On April 28, 2009, PULP submitted a Further Supplemental Brief on Exceptions with the New York State Public Service Commission (“PSC”) regarding the Recommended Decision issued in November 2008 calling for an overlay area code to be added in the current 315 area. PULP previously submitted a Brief on Exceptions outlining the reasons why area code “relief” is not necessary and filed a Supplemental Brief in March with updated data from the North American Numbering Plan Administrator (“NANPA”).

PULP previously uncovered evidence that multiple 10,000 telephone number exchange (NXX) codes had been assigned to over 50 rural communities in the 315 area code in recent years, which created a perceived impending “shortage” signaling the need for a new area code. See:PULP Submits More Evidence to PSC Showing that a New Area Code in 315 Region is Unnecessary, which contains a list of prior posts on this topic.

In the Further Supplemental Brief, PULP noted that after we filed the Supplemental Brief, NANPA issued two documents which further support PULP’s position that it is premature to enact any area code changes in the 315 NPA.

First, NANPA’s March 2009 monthly Code Assignment Report states that the number of NXX codes requested in the 315 NPA for the first three months of 2009 stood at zero with one returned. As a result, when combined with NXX code usage for the latter part of 2008, there has been a total of negative one NXX codes assigned in the 315 NPA since October 2008 and 99 NXX codes remain available.

This changed factual circumstance is buttressed by NANPA’s release of its semi-annual “NPA Exhaust Analysis” on April 24th. This document indicates that since the previous semi-annual report was released in October 2008, the life of the 315 NPA has been extended yet another full year – from the first quarter 2012 to the first quarter 2013. The listing for the 315 NPA also includes a notation indicating that the code is now facing “reduced historical and projected demand.” This extension marks the fourth consecutive semi-annual NPA Exhaust Analysis to push the date of the 315 NPA exhaust further out. In fact, since this proceeding commenced, two and a half years have been added to the life of the code. (Stated another way, on December 20, 2007, when the Commission instituted this case, NANPA’s projected 315 NPA exhaust date was the third quarter 2010, or about 34 months. Now, after the passage of 15 months, the exhaust date is 43 months in the future).

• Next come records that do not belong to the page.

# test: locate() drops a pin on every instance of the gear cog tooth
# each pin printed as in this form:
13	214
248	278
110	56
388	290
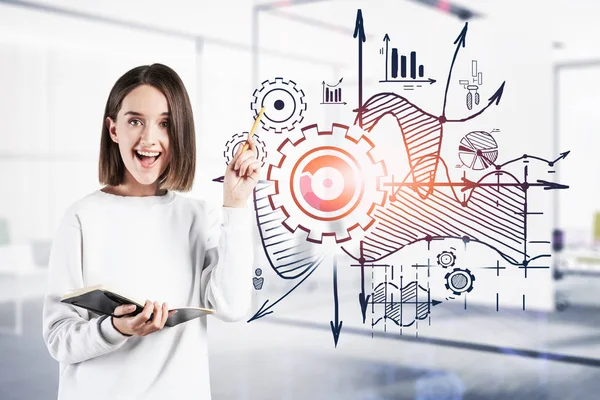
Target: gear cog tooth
295	136
355	133
365	145
310	132
291	223
274	174
339	131
282	120
365	221
315	236
275	160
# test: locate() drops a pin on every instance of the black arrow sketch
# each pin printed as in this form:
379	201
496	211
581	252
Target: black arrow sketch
337	327
359	31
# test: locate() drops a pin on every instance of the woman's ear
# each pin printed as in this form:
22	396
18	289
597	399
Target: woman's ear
112	129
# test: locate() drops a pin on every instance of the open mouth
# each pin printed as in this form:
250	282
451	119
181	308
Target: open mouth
147	159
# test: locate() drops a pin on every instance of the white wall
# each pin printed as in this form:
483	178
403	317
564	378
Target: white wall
578	132
56	76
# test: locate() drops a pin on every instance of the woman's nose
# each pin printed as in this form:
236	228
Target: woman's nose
149	136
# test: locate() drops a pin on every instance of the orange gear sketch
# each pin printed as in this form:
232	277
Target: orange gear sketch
327	182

Based on the current code usage trends, the next NANPA exhaust analysis could push the date out even further, even if no new measures are taken by the Commission to reclaim scores of little-used NXX codes currently stranded in rural areas, as PULP recommended. As a result of these updated findings, PULP reiterated its position that there is no need to implement any new area code changes now in the 315 area.